Par : R. C.
A l’occasion de la journée mondiale de la santé mentale, célébrée le 10 octobre de chaque année, l’association des psychiatres d’Annaba a organisé ce dimanche une journée d’étude dans le cadre de la campagne de sensibilisation contre le suicide lancée la veille. Cette journée organisée au niveau de l’auditorium de la faculté des sciences médicales de l’université Badji Mokhtar Annaba, a vu la participation d’un grand nombre d’acteurs essentiels dans la lutte et la prévention contre ce fléau mondial qui brasse chaque année plus de 800.000 âmes à travers la planète, et qui n’épargne malheureusement pas notre pays. Parmi les acteurs présents et, en plus des membres de l’association des psychiatres d’Annaba, figuraient des médecins de la Protection civile et d’autres médecins des différentes spécialités qui sont confrontés dans leur quotidien à la prise en charge de personnes suicidaires ou à des tentatives de suicide, des acteurs de la société civile, des étudiants ainsi que le président du tribunal d’Annaba, Allaoua Maazouzi.
Le but étant, selon la présidente de l’association des psychiatres d’Annaba, le Pr. Messaouda Bensaida, de conjuguer les efforts de tout un chacun afin de lutter efficacement contre ce phénomène sous-estimé en Algérie à cause de l’absence de statistiques, mais aussi à cause du tabou qui entoure cette question.

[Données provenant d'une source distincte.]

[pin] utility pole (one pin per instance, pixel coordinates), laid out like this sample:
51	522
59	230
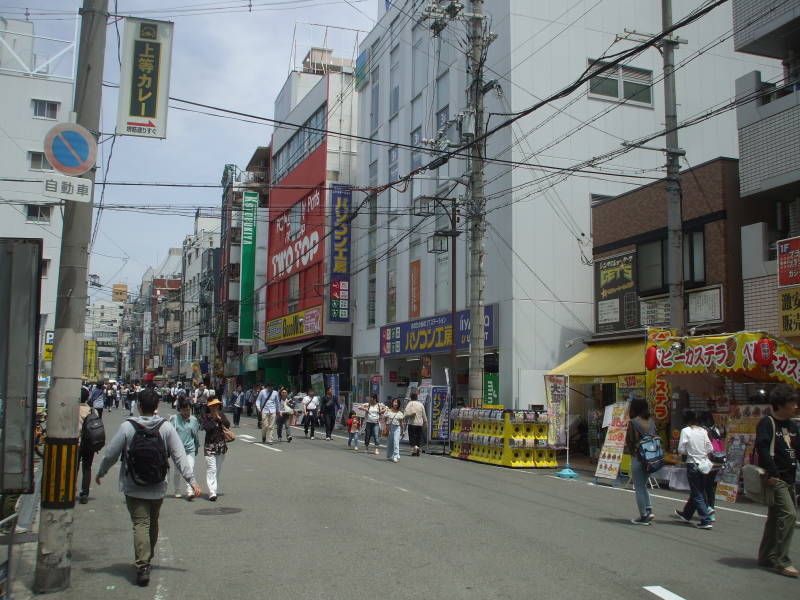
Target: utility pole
674	209
479	40
54	553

De son côté, le président du tribunal d’Annaba a mis l’accent sur le rôle central que jouent les médecins et, plus particulièrement les psychiatres en tant que partenaires du système judiciaire en Algérie et ce, à travers des expertises, sans lesquelles la justice ne pourrait être rendue.
La communication du Dr Narjes Imane Houadef a porté sur les mécanismes et le processus suicidaire, où elle a expliqué que toutes les 40 secondes une personne met fin à ses jours. Elle a rappelé que depuis le début de la crise de la Covid-19, les consultations psychiatriques avaient été réduites et ce, malgré les études qui montrent que la pandémie a augmenté le sentiment d’anxiété et les dépressions. Le Dr Houadef a estimé que des mécanismes doivent être trouvés afin de pallier cette lacune.
La spécialiste a, d’ailleurs, appelé à la création d’un registre national du suicide, afin de permettre un meilleur suivi du phénomène, mais aussi et surtout une meilleure prise en charge. En Algérie, entre 400 et 500 suicides sont enregistrés annuellement, mais ce chiffre reste, selon le Pr Bensaida et le Dr Houadef, très loin de la réalité, compte tenu de l’absence de statistiques, mais surtout de la réticence des familles des victimes à déclarer les suicides. Cette pratique contraire aux préceptes de l’Islam relève encore du tabou dans les sociétés musulmanes. La prise en charge des suicidaires et des troubles mentaux suscite stigmatisation et tabou, révèle le docteur Houadef, ce qui dissuade beaucoup de « patients » de se faire prendre en charge par un spécialiste, ou même de demander de l’aide.
Le suicide est, ainsi, la 2e cause de mortalité chez les 15-29 ans, et la 14e cause de mortalité chez les humains en général. Les femmes font plus de tentatives de suicide que les hommes, indique une étude citée par la même spécialiste. Mais, près de 2 suicides aboutis sur 3 sont menés par des hommes, qui privilégient des moyens plus radicaux et extrêmes pour la concrétisation de leur macabre projet, explique encore la psychiatre.
Pour sa part, la communication du Dr Alia Mokhtari était beaucoup plus technique. Celle-ci était orientée sur l’évaluation du risque suicidaire en soins primaires. Pour faire simple, l’étude du Dr Mokhtari révélait des failles et des lacunes dans la prise en charge des suicidaires. Le médecin généraliste étant celui que toute personne consulte, il est essentiel qu’il soit mis à contribution dans la prise en charge des suicidaires, explique l’étude de la psychiatre. Cette étude révèle par exemple que la majorité des médecins primaires (généralistes) ne savent pas diagnostiquer un suicidaire lorsqu’il les consulte. Pourtant, les études montrent, selon le Dr. Mokhtari que 20 à 40% des suicidés avaient consulté un médecin généraliste moins d’une semaine avant le passage à l’acte, et plus de 70% en avaient consulté un, moins d’un mois avant de mettre un terme à leurs jours. La spécialiste estime qu’il faudrait mettre sur pied un plan national anti-suicide où les médecins primaires auraient un rôle clé à jouer, afin de réduire sensiblement ce fléau.
Toujours dans le cadre de cette campagne de sensibilisation, une journée sportive ouverte au grand public est prévue, ce vendredi à 14h00 au niveau de la salle omnisports Pont blanc, avec des compétions de football et de basketball au menu.